Le débat sur la démolition des « tours » et des « barres » des grands ensembles voit le jour dès les débuts de la politique de la ville, au cours des années 1980, mais les réticences des pouvoirs publics sont alors très fortes, à la fois en raison de l’existence d’une importante demande de logements sociaux et d’un scepticisme quant à l’efficacité des démolitions comme outil de régulation de difficultés avant tout économiques et sociales.
De plus, l’Etat et les bailleurs sociaux ont attendu les effets positifs de la réhabilitation d’un parc à peine amorti financièrement avant d’envisager de démolir. Dans les premiers textes qui sortent au milieu des années 1980, la démolition est considérée comme un outil d’exception qui ne se justifie que par une vacance importante ou un projet urbain d’ensemble. Les opérations resteront ponctuelles jusqu’à la fin de la décennie suivante, lorsque le débat est remis au premier plan par le rapport Sueur qui suggère en 1997 de lancer des opérations de reconstruction. L’année suivante, la Caisse des dépôts crée des prêts « construction-démolition » pour les projets urbains de renouvellement menés dans les sites de la politique de la ville. Ces financements marquent un tournant décisif dans la doctrine des pouvoirs publics en matière de démolition des logements sociaux.
Le terme même de « construction-démolition » indique bien que la volonté de l’Etat n’est pas seulement de dé-densifier ces quartiers mais de produire une nouvelle offre de logements. L’idée s’apparente à celle d’un « recyclage » de ces territoires, dont on espère qu’ils s’engagent dans une « logique de marché », retrouvant une valeur foncière et immobilière. L’argument avancé est celui d’une désaffection croissante des demandeurs de logements sociaux pour les grands immeubles collectifs construits au cours des années 1960 et 1970. C’est aussi une façon de tirer les conséquences, par des démarches opérationnelles radicales, de l’image sociale très négative de certains quartiers (concentration de pauvres et d’immigrés, faible niveau scolaire, insécurité…). Rares sont cependant les sites qui envisagent une démolition complète, même si le début des années 2000 fut marqué par une surenchère constante en matière d’affichage d’objectifs quantitatifs. Après les années de montée en puissance, le Programme National de Rénovation Urbaine (PNRU) mis en place par la loi « Borloo » d’orientation et de programmation pour la ville et la rénovation urbaine du 1er août 2003 a fait de la démolition des logements sociaux l’un des outils puissants de transformation des quartiers en difficulté. L’article 6 de la loi prévoyait la démolition de 200 000 logements sociaux entre 2004 et 2008. La loi « Lamy » de programmation pour la ville et la cohésion urbaine du 21 février 2014 a modifié cet article en portant l’objectif à 250 000 démolitions entre 2004 et 2015. Fin 2022, l’état d’avancement du programme national de rénovation urbaine faisait état d’un peu plus de 164 000 démolitions réalisées ou programmées.

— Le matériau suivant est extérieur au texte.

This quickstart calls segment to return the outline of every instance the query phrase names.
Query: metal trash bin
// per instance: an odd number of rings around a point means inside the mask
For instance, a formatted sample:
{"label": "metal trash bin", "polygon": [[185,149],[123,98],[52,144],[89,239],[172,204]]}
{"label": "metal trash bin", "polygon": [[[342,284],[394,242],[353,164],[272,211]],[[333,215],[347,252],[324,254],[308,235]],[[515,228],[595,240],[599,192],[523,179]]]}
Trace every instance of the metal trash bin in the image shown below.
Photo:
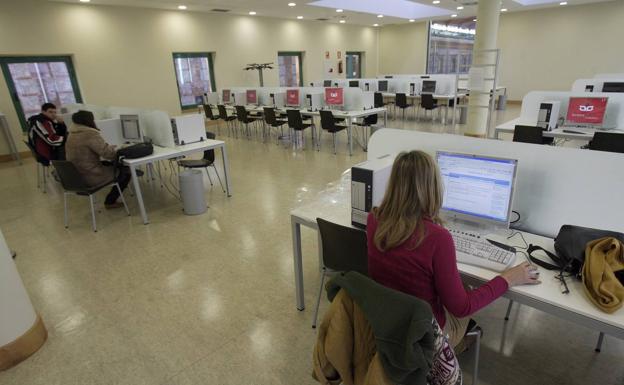
{"label": "metal trash bin", "polygon": [[204,195],[204,175],[199,170],[186,170],[180,173],[180,198],[186,215],[199,215],[206,212]]}
{"label": "metal trash bin", "polygon": [[501,94],[498,97],[498,106],[497,106],[497,110],[504,110],[505,108],[507,108],[507,95],[505,94]]}
{"label": "metal trash bin", "polygon": [[459,109],[459,124],[466,124],[468,121],[468,107],[461,107]]}

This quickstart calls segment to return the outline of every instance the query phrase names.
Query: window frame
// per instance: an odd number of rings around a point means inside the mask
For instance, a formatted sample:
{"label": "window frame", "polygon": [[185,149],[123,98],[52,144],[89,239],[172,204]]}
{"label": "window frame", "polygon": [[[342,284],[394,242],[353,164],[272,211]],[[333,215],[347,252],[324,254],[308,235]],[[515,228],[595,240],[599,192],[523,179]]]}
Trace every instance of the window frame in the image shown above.
{"label": "window frame", "polygon": [[[297,87],[303,87],[303,52],[302,51],[278,51],[277,52],[277,77],[279,80],[279,58],[280,56],[297,56],[299,58],[299,84]],[[281,87],[281,85],[280,85]]]}
{"label": "window frame", "polygon": [[182,105],[182,91],[180,90],[180,82],[178,79],[178,68],[176,66],[176,59],[190,59],[190,58],[207,58],[208,59],[208,76],[210,76],[210,91],[217,92],[217,83],[214,76],[214,52],[172,52],[173,72],[175,74],[176,87],[178,89],[178,102],[180,103],[180,110],[192,110],[200,106],[200,104],[188,104]]}
{"label": "window frame", "polygon": [[[345,52],[345,67],[347,65],[346,61],[347,61],[347,57],[349,55],[351,56],[357,56],[357,62],[358,62],[358,68],[357,68],[357,72],[358,74],[360,74],[359,79],[363,79],[364,78],[364,74],[362,73],[362,56],[364,52],[362,51],[346,51]],[[347,73],[347,79],[358,79],[358,78],[353,78],[353,77],[349,77],[349,74]]]}
{"label": "window frame", "polygon": [[9,89],[10,99],[13,102],[17,118],[22,126],[22,131],[28,131],[28,122],[24,116],[24,109],[22,108],[22,102],[19,100],[17,89],[13,78],[11,77],[11,71],[9,70],[9,64],[19,63],[50,63],[50,62],[63,62],[67,67],[67,73],[69,74],[69,80],[74,91],[74,98],[76,103],[83,103],[82,93],[80,92],[80,86],[78,84],[78,77],[76,76],[76,68],[74,67],[72,55],[33,55],[33,56],[0,56],[0,68],[2,68],[2,74],[4,75],[4,81]]}

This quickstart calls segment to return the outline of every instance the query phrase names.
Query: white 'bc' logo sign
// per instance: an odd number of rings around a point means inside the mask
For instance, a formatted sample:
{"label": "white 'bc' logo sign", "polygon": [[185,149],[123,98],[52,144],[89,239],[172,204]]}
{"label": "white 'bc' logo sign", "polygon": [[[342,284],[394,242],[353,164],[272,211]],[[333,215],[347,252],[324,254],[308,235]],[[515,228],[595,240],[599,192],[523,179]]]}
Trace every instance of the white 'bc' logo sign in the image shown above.
{"label": "white 'bc' logo sign", "polygon": [[579,111],[582,112],[592,112],[594,110],[594,106],[579,106]]}

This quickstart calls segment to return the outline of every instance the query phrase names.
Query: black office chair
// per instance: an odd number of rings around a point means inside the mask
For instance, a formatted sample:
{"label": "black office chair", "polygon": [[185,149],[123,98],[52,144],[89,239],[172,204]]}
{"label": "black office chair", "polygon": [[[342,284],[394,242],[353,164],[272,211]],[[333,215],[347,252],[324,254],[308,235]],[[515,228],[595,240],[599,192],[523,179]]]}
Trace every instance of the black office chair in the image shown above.
{"label": "black office chair", "polygon": [[[336,124],[336,118],[334,118],[334,114],[330,110],[320,110],[321,114],[321,128],[332,134],[333,142],[334,142],[334,155],[336,154],[336,133],[345,130],[347,128],[346,125]],[[321,131],[322,132],[322,131]],[[319,132],[319,138],[317,143],[317,150],[321,149],[321,132]]]}
{"label": "black office chair", "polygon": [[[284,125],[288,124],[287,120],[278,119],[275,114],[275,108],[264,107],[264,122],[272,128],[279,128],[281,135],[277,136],[277,144],[279,144],[280,138],[284,137]],[[270,133],[269,133],[270,135]]]}
{"label": "black office chair", "polygon": [[63,186],[63,206],[65,211],[65,228],[69,227],[68,215],[67,215],[67,195],[75,194],[80,196],[88,196],[89,204],[91,206],[91,220],[93,225],[93,231],[97,232],[97,225],[95,223],[95,200],[93,196],[98,191],[103,188],[114,186],[119,191],[119,197],[121,198],[121,202],[123,202],[124,208],[126,209],[126,214],[130,215],[130,210],[128,210],[128,206],[126,205],[126,200],[124,199],[123,192],[121,191],[121,187],[119,187],[119,183],[117,183],[116,178],[111,178],[111,180],[102,183],[98,186],[89,186],[85,182],[84,178],[78,172],[76,166],[67,160],[53,160],[52,165],[58,174],[59,179],[61,180],[61,185]]}
{"label": "black office chair", "polygon": [[532,144],[552,144],[554,138],[544,137],[544,129],[542,127],[516,125],[514,127],[513,141]]}
{"label": "black office chair", "polygon": [[433,121],[433,110],[436,110],[439,106],[438,101],[433,98],[432,94],[420,95],[420,107],[425,110],[425,116],[427,116],[427,111],[432,111],[431,120]]}
{"label": "black office chair", "polygon": [[[206,139],[216,139],[216,135],[214,132],[206,132]],[[204,156],[201,159],[182,159],[178,161],[178,166],[183,168],[203,168],[206,170],[206,175],[208,175],[208,181],[211,186],[214,186],[212,183],[212,178],[210,177],[210,173],[208,172],[208,167],[212,167],[215,174],[217,175],[217,179],[219,180],[219,184],[221,185],[221,190],[225,192],[225,188],[223,187],[223,182],[221,182],[221,177],[219,176],[219,171],[217,170],[217,166],[215,166],[215,150],[206,150],[204,151]]]}
{"label": "black office chair", "polygon": [[206,115],[206,119],[209,121],[217,122],[217,132],[221,135],[221,128],[219,127],[219,119],[221,117],[219,115],[215,115],[212,111],[212,106],[210,104],[204,104],[204,114]]}
{"label": "black office chair", "polygon": [[373,94],[373,97],[374,97],[373,103],[374,103],[375,108],[381,108],[387,105],[387,103],[384,102],[383,94],[381,92],[375,92]]}
{"label": "black office chair", "polygon": [[357,271],[368,275],[368,247],[366,245],[366,232],[352,227],[345,227],[316,218],[318,231],[321,237],[321,250],[323,255],[323,268],[321,271],[321,285],[312,328],[316,328],[321,295],[325,284],[325,276],[331,273],[343,271]]}
{"label": "black office chair", "polygon": [[312,127],[312,141],[314,142],[314,123],[312,120],[304,121],[301,116],[301,111],[299,110],[288,109],[286,110],[286,113],[288,114],[288,127],[293,131],[291,138],[293,138],[293,144],[295,147],[298,146],[298,135],[296,135],[297,131],[301,131],[301,139],[303,141],[303,131],[305,131],[308,127]]}
{"label": "black office chair", "polygon": [[42,157],[37,153],[37,150],[28,141],[24,141],[24,144],[30,150],[33,158],[35,158],[37,166],[37,188],[41,188],[41,191],[45,194],[48,187],[48,177],[50,170],[50,161]]}
{"label": "black office chair", "polygon": [[414,107],[414,104],[407,102],[407,95],[403,93],[396,94],[394,105],[403,110],[403,120],[405,120],[405,110]]}
{"label": "black office chair", "polygon": [[225,124],[227,125],[227,128],[230,130],[230,135],[237,137],[238,134],[236,131],[236,127],[234,127],[234,125],[232,124],[232,122],[236,120],[236,114],[228,115],[227,109],[225,108],[225,105],[223,104],[217,105],[217,110],[219,110],[219,119],[225,122]]}
{"label": "black office chair", "polygon": [[587,146],[590,150],[624,153],[624,134],[596,132]]}
{"label": "black office chair", "polygon": [[236,106],[236,117],[238,119],[238,122],[245,125],[245,134],[247,135],[247,138],[251,138],[251,131],[249,130],[249,124],[250,123],[256,123],[259,118],[257,117],[252,117],[250,115],[247,114],[247,109],[244,106]]}

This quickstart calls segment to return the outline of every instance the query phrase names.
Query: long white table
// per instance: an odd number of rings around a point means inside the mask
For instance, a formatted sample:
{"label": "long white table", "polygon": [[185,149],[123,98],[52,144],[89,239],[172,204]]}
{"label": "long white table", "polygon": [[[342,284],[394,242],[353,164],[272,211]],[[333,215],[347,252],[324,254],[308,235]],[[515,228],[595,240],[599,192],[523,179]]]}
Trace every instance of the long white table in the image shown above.
{"label": "long white table", "polygon": [[148,224],[149,219],[147,217],[147,211],[145,210],[145,204],[143,203],[143,194],[141,193],[141,185],[137,177],[137,167],[145,164],[155,163],[161,160],[179,158],[185,155],[190,155],[197,152],[204,152],[206,150],[221,149],[221,160],[223,161],[223,174],[225,178],[225,188],[228,197],[232,196],[232,189],[230,187],[230,164],[227,157],[227,150],[225,148],[225,142],[222,140],[204,140],[202,142],[185,144],[176,147],[160,147],[154,146],[154,153],[143,158],[137,159],[124,159],[124,164],[130,168],[132,174],[132,183],[139,204],[139,210],[141,211],[141,217],[143,223]]}
{"label": "long white table", "polygon": [[[494,130],[494,137],[496,139],[500,139],[500,134],[512,134],[514,133],[514,129],[516,125],[525,125],[525,126],[535,126],[535,122],[526,122],[522,119],[522,117],[510,120],[501,125],[496,126]],[[574,131],[574,132],[565,132],[565,131]],[[556,138],[556,139],[568,139],[568,140],[582,140],[585,142],[589,142],[594,137],[596,132],[613,132],[618,134],[624,134],[624,131],[619,129],[613,130],[597,130],[590,128],[577,128],[577,127],[564,127],[564,128],[555,128],[551,131],[544,131],[544,137],[547,138]]]}
{"label": "long white table", "polygon": [[[396,98],[396,93],[392,93],[392,92],[382,92],[381,94],[384,98],[390,98],[390,99],[394,99]],[[450,103],[451,100],[455,100],[455,102],[457,102],[457,100],[466,97],[467,94],[465,92],[458,92],[456,95],[454,94],[434,94],[433,98],[436,100],[442,100],[444,101],[443,107],[444,107],[444,118],[442,119],[442,124],[446,124],[446,122],[448,121],[448,110],[451,107]],[[410,94],[405,94],[405,97],[407,99],[412,99],[412,100],[420,100],[420,95],[410,95]],[[414,103],[415,107],[418,107],[419,104]]]}
{"label": "long white table", "polygon": [[[305,309],[301,226],[318,231],[316,218],[323,218],[343,226],[351,226],[349,197],[346,193],[344,195],[344,199],[336,199],[336,195],[333,195],[333,200],[330,200],[324,199],[321,194],[313,201],[292,210],[290,213],[296,303],[298,310]],[[526,232],[523,232],[523,235],[528,243],[540,245],[554,252],[553,239]],[[511,241],[508,241],[509,244],[521,244],[522,242],[517,240],[517,238],[519,237],[514,237]],[[519,254],[516,261],[517,263],[522,262],[523,256]],[[497,275],[497,273],[493,271],[462,263],[458,263],[458,267],[460,273],[468,283],[482,284]],[[567,279],[566,283],[570,293],[563,294],[561,283],[555,278],[557,275],[556,272],[542,268],[539,268],[539,271],[540,280],[542,281],[540,285],[512,287],[507,291],[505,297],[601,333],[624,339],[624,310],[620,310],[614,314],[603,313],[586,298],[580,281],[573,278]]]}

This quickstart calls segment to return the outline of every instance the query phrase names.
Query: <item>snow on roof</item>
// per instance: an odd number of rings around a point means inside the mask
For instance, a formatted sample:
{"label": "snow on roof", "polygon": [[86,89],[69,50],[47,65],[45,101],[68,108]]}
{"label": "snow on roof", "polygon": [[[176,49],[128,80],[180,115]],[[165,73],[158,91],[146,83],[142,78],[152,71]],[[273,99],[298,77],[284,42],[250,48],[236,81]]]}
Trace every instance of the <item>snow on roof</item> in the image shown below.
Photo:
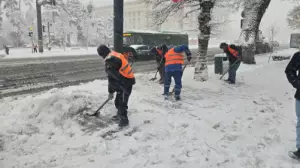
{"label": "snow on roof", "polygon": [[152,33],[152,34],[186,34],[181,32],[172,32],[172,31],[154,31],[154,30],[127,30],[124,33]]}
{"label": "snow on roof", "polygon": [[146,45],[130,45],[129,47],[132,47],[133,49],[137,49],[139,47],[143,47],[143,46],[146,46]]}

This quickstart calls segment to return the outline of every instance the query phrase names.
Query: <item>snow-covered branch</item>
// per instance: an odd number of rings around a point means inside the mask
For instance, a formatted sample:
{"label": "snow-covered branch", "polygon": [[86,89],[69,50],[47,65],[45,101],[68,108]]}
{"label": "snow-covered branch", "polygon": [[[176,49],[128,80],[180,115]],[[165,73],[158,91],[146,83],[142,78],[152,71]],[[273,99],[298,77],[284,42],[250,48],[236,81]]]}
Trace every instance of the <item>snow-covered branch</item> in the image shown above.
{"label": "snow-covered branch", "polygon": [[287,16],[288,26],[292,29],[300,29],[300,5],[295,6]]}
{"label": "snow-covered branch", "polygon": [[158,0],[158,1],[143,0],[143,1],[147,5],[152,6],[153,12],[151,15],[153,17],[155,25],[162,25],[168,19],[168,17],[182,10],[184,5],[189,4],[190,5],[189,7],[191,8],[191,10],[188,11],[185,16],[187,16],[192,12],[196,12],[200,10],[199,1],[197,0],[185,0],[185,1],[180,1],[178,3],[173,3],[170,0]]}

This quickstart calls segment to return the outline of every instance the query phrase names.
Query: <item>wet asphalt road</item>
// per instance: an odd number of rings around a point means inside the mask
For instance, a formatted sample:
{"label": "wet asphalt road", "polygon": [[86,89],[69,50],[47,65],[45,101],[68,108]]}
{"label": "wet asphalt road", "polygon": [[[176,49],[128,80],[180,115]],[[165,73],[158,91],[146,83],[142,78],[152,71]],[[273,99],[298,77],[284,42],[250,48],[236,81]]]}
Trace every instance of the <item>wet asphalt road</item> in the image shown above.
{"label": "wet asphalt road", "polygon": [[[191,50],[197,55],[197,50]],[[221,53],[208,50],[208,61]],[[97,55],[0,60],[0,98],[65,87],[106,77],[103,59]],[[156,70],[156,62],[134,62],[134,72]]]}

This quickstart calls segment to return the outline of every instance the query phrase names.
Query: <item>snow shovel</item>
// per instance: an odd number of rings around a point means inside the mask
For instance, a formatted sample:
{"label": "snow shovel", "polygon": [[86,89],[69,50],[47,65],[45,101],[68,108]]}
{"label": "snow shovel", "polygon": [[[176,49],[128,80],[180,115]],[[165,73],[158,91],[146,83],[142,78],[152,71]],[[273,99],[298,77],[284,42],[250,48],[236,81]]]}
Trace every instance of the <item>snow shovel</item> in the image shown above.
{"label": "snow shovel", "polygon": [[155,81],[157,79],[157,73],[159,70],[156,71],[154,78],[151,78],[149,81]]}
{"label": "snow shovel", "polygon": [[[183,69],[182,69],[182,75],[183,75],[183,72],[184,72],[186,66],[187,66],[187,64],[185,64]],[[174,86],[173,90],[171,92],[169,92],[169,95],[173,94],[174,92],[175,92],[175,86]]]}
{"label": "snow shovel", "polygon": [[[160,59],[159,66],[162,64],[163,59],[164,59],[164,58],[161,58],[161,59]],[[159,69],[157,69],[154,78],[151,78],[149,81],[155,81],[155,80],[157,79],[157,73],[158,73],[158,71],[159,71]]]}
{"label": "snow shovel", "polygon": [[236,60],[224,73],[223,75],[220,77],[220,80],[229,72],[229,70],[239,62],[239,60]]}
{"label": "snow shovel", "polygon": [[97,117],[98,114],[99,114],[99,112],[100,112],[100,110],[101,110],[101,109],[102,109],[109,101],[110,101],[110,99],[106,99],[106,100],[102,103],[102,105],[101,105],[101,106],[100,106],[93,114],[87,114],[87,115]]}

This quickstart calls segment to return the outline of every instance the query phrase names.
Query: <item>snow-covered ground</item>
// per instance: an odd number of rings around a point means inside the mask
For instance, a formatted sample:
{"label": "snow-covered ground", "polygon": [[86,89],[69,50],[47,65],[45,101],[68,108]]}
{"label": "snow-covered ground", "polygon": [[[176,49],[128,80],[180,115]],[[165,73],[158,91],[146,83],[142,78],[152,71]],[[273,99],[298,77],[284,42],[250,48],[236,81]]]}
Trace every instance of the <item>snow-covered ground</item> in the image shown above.
{"label": "snow-covered ground", "polygon": [[[182,101],[166,102],[162,86],[138,74],[129,103],[130,128],[84,120],[106,99],[107,82],[5,98],[0,105],[0,167],[33,168],[296,168],[294,89],[288,61],[257,57],[241,65],[237,85],[213,74],[195,82],[184,72]],[[113,102],[101,111],[116,112]],[[101,121],[101,120],[100,120]],[[97,124],[98,123],[98,124]]]}

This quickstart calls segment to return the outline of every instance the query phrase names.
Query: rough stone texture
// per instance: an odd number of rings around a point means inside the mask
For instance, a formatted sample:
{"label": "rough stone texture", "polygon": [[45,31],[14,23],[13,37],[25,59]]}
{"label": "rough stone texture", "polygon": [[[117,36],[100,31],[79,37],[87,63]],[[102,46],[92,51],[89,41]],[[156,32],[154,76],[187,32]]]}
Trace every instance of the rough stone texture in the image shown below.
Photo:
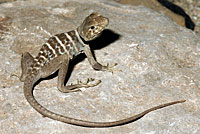
{"label": "rough stone texture", "polygon": [[[185,18],[168,8],[161,5],[158,0],[115,0],[121,4],[131,4],[134,6],[143,5],[158,12],[164,13],[174,20],[177,24],[185,26]],[[162,2],[171,2],[182,8],[195,23],[194,31],[200,34],[200,0],[162,0]],[[177,9],[178,10],[178,9]]]}
{"label": "rough stone texture", "polygon": [[120,0],[121,4],[131,4],[133,6],[143,5],[144,7],[151,8],[157,12],[161,12],[166,16],[169,16],[173,21],[181,26],[185,26],[185,19],[172,12],[171,10],[167,9],[166,7],[162,6],[158,0]]}
{"label": "rough stone texture", "polygon": [[[199,134],[200,40],[194,32],[142,6],[97,0],[18,1],[0,5],[1,134]],[[102,83],[82,92],[63,94],[57,77],[41,81],[36,99],[66,116],[113,121],[158,104],[186,99],[149,113],[136,122],[113,128],[82,128],[42,117],[25,100],[20,56],[36,55],[56,33],[76,28],[91,12],[110,18],[102,36],[91,42],[100,63],[118,63],[122,72],[94,71],[83,55],[70,64],[70,82],[87,77]],[[73,69],[72,69],[73,68]],[[56,76],[56,75],[55,75]]]}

La dimension sociale de ces opérations est sans doute la plus difficile à maîtriser. Elle suppose une gestion très attentive du relogement des occupants des immeubles et a donné lieu à la construction de compétences nouvelles au sein des organismes de logement social en matière de suivi des situations sociales des locataires. Elle a également mis en lumière l’attachement de ces derniers à l’égard de leurs quartiers. Elle a aussi largement démontré l’illusion qui consisterait à penser résoudre des problèmes sociaux en faisant disparaître le bâti qui les abrite.
Depuis le début des années 2020, la montée des préoccupations écologiques et de leurs liens avec le secteur du bâtiment met en cause le mauvais bilan carbone des opérations de démolition/reconstruction et pourrait conduire à un ralentissement des programmes de démolition des logements sociaux.